How do you differentiate a^x with regard to x?

[Pyroadept]

Homework Statement

Hi, this is part of a stats problem, in the solutions they go from:

d/dc of ln(1-0.5^c)

then next line they have:

ln(0.5).[0.5^c]/(1-0.5^c)

I don't understand how they did this!

Homework Equations

The Attempt at a Solution

So, I know that the (1-0.5^c) on the bottom comes from differentiating the natural log, and so then the top line must come from differentiating the argument, 1-0.5^c. But I don't see how they did this.

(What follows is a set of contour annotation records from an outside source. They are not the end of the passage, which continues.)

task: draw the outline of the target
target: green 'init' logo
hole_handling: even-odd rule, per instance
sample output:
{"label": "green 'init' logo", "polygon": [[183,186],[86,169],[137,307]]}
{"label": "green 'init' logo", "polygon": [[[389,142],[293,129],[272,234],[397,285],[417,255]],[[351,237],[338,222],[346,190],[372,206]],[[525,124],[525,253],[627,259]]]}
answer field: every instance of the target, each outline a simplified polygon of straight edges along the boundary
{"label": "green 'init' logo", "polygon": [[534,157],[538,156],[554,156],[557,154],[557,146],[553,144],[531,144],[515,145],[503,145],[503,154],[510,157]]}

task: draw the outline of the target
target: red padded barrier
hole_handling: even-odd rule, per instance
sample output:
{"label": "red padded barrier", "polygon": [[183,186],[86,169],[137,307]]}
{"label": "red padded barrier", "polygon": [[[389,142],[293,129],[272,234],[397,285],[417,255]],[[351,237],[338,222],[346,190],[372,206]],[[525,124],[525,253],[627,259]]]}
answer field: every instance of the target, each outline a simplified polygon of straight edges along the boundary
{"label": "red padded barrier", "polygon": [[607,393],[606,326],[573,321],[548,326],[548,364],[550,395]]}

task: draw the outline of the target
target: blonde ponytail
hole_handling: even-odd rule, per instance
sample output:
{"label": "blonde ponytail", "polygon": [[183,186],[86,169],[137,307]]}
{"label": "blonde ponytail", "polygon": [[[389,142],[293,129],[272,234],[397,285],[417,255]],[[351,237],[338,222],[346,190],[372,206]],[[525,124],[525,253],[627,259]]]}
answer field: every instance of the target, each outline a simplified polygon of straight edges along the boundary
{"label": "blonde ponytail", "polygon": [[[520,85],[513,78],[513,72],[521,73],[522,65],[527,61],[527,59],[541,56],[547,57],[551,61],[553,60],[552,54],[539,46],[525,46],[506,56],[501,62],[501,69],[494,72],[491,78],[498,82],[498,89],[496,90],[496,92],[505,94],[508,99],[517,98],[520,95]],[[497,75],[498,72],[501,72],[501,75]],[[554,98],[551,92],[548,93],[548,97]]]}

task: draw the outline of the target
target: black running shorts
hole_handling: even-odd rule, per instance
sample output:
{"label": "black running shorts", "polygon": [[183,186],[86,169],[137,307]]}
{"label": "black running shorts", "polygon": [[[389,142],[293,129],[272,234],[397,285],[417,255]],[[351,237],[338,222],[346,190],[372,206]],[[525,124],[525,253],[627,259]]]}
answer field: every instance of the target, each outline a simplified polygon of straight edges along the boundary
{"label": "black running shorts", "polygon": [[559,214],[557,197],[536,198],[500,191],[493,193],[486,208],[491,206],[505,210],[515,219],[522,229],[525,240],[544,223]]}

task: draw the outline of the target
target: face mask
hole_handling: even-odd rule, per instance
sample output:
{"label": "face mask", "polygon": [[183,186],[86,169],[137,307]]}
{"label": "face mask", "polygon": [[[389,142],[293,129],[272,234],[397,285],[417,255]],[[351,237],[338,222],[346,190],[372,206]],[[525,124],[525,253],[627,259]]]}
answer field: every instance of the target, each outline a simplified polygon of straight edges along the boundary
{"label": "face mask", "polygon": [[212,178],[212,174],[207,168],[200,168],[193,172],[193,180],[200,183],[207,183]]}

I've tried to use exponentials and logs to 'bring down' the power but haven't managed to do it so far.
Could someone please point me in the right direction?

Thanks :)

 

[Pyroadept]

Actually I think I figured it out, split the d/dc across thd 1 and the 0.5^c, but then shouldn't there be a minus sign in the answer?

 

[Mark44]

Remember that (1/2)^c = 2^-c.

When you differentiate 2^-c or any exponential function in a base other than e, the best thing to do is to write the exponential using base e.

Since a = e^{ln a}, for a > 0, and a != 1,
then a^x = (e^{ln a})^x = e^{x ln a}.

 

[Dick]

Actually I think I figured it out, split the d/dc across thd 1 and the 0.5^c, but then shouldn't there be a minus sign in the answer?

Yes, there should be a minus sign in there.